CIIE — Counterfactual CpG Inverse Impact Engine
Local SHAP-style attributions + in silico CpG “neutralization” to test how perturbations shift a model’s decision. From disease ? explanatory CpGs ? genomic context.
Why counterfactuals?
Predictions alone do not convince clinicians. CIIE augments a classifier with what-if reasoning: if we attenuate or suppress specific CpG signals, does the predicted label change?
This provides actionable evidence that a subset of CpGs is causally influential for the model, not just correlated. It also links those CpGs to regulatory elements and genes to suggest plausible mechanisms.
Inputs & outputs
- Input: trained model + feature set (CpGs) + a patient sample.
- Compute: local attributions (SHAP-like) + counterfactual trials.
- Output: ranked CpGs & minimal subsets that flip/shift the decision; genomic mapping & annotations.
How it works
Visual example
For a given patient, CIIE ranks CpGs by local impact. We progressively neutralize top-k CpGs and track the predicted class probability. If a small subset flips the decision, we show it along with the genomic context.
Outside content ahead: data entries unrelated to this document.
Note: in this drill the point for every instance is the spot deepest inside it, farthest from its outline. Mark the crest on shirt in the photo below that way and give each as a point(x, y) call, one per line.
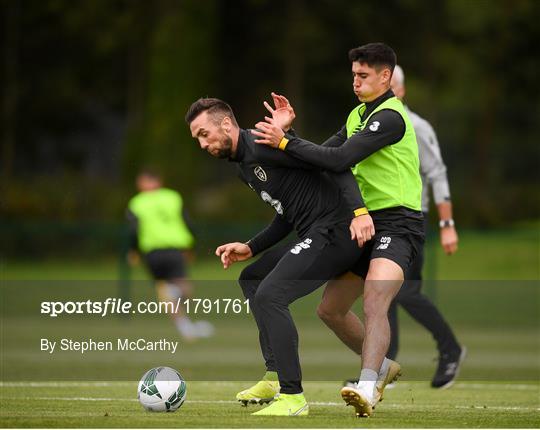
point(260, 173)
point(374, 126)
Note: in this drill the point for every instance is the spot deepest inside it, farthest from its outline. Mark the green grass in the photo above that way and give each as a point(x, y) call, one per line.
point(512, 254)
point(496, 316)
point(212, 405)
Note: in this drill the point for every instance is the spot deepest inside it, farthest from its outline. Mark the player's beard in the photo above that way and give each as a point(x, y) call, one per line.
point(226, 150)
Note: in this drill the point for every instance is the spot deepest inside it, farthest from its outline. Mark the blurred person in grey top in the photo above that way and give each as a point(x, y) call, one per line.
point(410, 297)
Demo dataset and full interactive plots will be available in the public beta.
Planned API & uploads
Users will be able to upload raw IDAT or cleaned beta matrices and custom signature lists (CpG sets). The pipeline validates, normalizes and runs CIIE against selected models.
- POST /upload - dataset (IDAT/CSV/Parquet) + metadata
- POST /run-ciie - choose model, k strategy, neutralization rule
- GET /result/{id} - attributions, counterfactual subsets, genomic mapping
Security & privacy
Runs execute on secured on-prem compute over VPN; the public site acts as a thin front-end. Logs and versions ensure reproducibility.